Re: [RFC PATCH v7] sched/fair: select idle cpu from idle cpumask for task wakeup

From: Mel Gorman
Date: Thu Dec 10 2020 - 06:37:35 EST


On Thu, Dec 10, 2020 at 04:23:47PM +0800, Li, Aubrey wrote:
> > I ran this patch with tbench on top of of the schedstat patches that
> > track SIS efficiency. The tracking adds overhead so it's not a perfect
> > performance comparison but the expectation would be that the patch reduces
> > the number of runqueues that are scanned
>
> Thanks for the measurement! I don't play with tbench so may need a while
> to digest the data.
>

They key point is that it appears the idle mask was mostly equivalent to
the full domain mask, at least for this test.

> >
> > tbench4
> > 5.10.0-rc6 5.10.0-rc6
> > schedstat-v1r1 idlemask-v7r1
> > Hmean 1 504.76 ( 0.00%) 500.14 * -0.91%*
> > Hmean 2 1001.22 ( 0.00%) 970.37 * -3.08%*
> > Hmean 4 1930.56 ( 0.00%) 1880.96 * -2.57%*
> > Hmean 8 3688.05 ( 0.00%) 3537.72 * -4.08%*
> > Hmean 16 6352.71 ( 0.00%) 6439.53 * 1.37%*
> > Hmean 32 10066.37 ( 0.00%) 10124.65 * 0.58%*
> > Hmean 64 12846.32 ( 0.00%) 11627.27 * -9.49%*
> > Hmean 128 22278.41 ( 0.00%) 22304.33 * 0.12%*
> > Hmean 256 21455.52 ( 0.00%) 20900.13 * -2.59%*
> > Hmean 320 21802.38 ( 0.00%) 21928.81 * 0.58%*
> >
> > Not very optimistic result. The schedstats indicate;
>
> How many client threads was the following schedstats collected?
>

That's the overall summary for all client counts.
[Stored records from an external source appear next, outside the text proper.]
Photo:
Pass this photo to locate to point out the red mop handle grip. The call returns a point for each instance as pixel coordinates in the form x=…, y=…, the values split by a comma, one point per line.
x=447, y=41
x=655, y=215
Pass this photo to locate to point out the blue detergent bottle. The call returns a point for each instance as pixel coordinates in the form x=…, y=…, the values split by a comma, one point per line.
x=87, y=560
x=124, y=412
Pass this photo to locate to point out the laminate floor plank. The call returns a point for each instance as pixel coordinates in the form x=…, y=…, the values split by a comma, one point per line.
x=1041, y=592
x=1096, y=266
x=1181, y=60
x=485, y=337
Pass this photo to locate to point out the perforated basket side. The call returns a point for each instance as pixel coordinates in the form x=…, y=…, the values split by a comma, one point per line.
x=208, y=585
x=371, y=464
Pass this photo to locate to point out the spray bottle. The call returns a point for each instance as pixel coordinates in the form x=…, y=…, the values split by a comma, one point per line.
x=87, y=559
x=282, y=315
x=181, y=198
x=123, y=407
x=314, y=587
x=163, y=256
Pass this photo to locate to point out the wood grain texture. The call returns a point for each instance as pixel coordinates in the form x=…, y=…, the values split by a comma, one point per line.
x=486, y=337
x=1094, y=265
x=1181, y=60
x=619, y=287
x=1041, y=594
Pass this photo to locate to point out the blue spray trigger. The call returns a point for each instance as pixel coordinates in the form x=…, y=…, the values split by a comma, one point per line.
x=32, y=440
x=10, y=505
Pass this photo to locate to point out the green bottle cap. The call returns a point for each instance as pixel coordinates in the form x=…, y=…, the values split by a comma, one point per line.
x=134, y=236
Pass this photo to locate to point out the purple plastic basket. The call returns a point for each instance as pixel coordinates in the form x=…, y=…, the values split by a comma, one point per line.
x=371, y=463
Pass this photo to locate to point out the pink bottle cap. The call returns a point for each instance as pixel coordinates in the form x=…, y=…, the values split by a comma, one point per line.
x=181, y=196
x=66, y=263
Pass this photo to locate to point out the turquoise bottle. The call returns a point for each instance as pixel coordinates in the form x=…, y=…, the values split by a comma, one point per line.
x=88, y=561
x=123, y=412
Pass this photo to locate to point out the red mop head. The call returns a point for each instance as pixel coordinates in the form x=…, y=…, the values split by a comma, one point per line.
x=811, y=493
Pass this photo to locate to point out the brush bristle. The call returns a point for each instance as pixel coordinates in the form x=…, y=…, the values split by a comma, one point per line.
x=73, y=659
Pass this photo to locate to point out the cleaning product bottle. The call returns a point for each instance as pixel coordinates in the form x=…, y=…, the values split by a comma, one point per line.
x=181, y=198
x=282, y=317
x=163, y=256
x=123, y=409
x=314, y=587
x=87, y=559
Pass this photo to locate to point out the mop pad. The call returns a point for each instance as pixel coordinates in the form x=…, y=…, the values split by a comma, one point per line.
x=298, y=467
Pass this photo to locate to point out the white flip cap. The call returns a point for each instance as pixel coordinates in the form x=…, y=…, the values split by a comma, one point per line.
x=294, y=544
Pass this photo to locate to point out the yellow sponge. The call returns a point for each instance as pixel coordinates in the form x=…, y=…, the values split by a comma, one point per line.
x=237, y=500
While proc-schedstat
was measured every few seconds over all client counts, presenting that
in text format is not easy to parse. However, looking at the graphs over
time, it did not appear that scan rates were consistently lower for any
client count for tbench.

> >
> > 5.10.0-rc6 5.10.0-rc6
> > schedstat-v1r1 idlemask-v7r1
> > Ops TTWU Count 5599714302.00 5589495123.00
> > Ops TTWU Local 2687713250.00 2563662550.00
> > Ops SIS Search 5596677950.00 5586381168.00
> > Ops SIS Domain Search 3268344934.00 3229088045.00
> > Ops SIS Scanned 15909069113.00 16568899405.00
> > Ops SIS Domain Scanned 13580736097.00 14211606282.00
> > Ops SIS Failures 2944874939.00 2843113421.00
> > Ops SIS Core Search 262853975.00 311781774.00
> > Ops SIS Core Hit 185189656.00 216097102.00
> > Ops SIS Core Miss 77664319.00 95684672.00
> > Ops SIS Recent Used Hit 124265515.00 146021086.00
> > Ops SIS Recent Used Miss 338142547.00 403547579.00
> > Ops SIS Recent Attempts 462408062.00 549568665.00
> > Ops SIS Search Efficiency 35.18 33.72
> > Ops SIS Domain Search Eff 24.07 22.72
> > Ops SIS Fast Success Rate 41.60 42.20
> > Ops SIS Success Rate 47.38 49.11
> > Ops SIS Recent Success Rate 26.87 26.57
> >
> > The field I would expect to decrease is SIS Domain Scanned -- the number
> > of runqueues that were examined but it's actually worse and graphing over
> > time shows it's worse for the client thread counts. select_idle_cpu()
> > is definitely being called because "Domain Search" is 10 times higher than
> > "Core Search" and there "Core Miss" is non-zero.
>
> Why SIS Domain Scanned can be decreased?
>

Because if idle CPUs are being targetted and its a subset of the entire
domain then it follows that fewer runqueues should be examined when
scanning the domain.

> I thought SIS Scanned was supposed to be decreased but it seems not on your side.
>

It *should* have been decreased but it's indicating that more runqueues
were scanned with the patch. It should be noted that the scan count is
naturally variable because the depth of each individual search is variable.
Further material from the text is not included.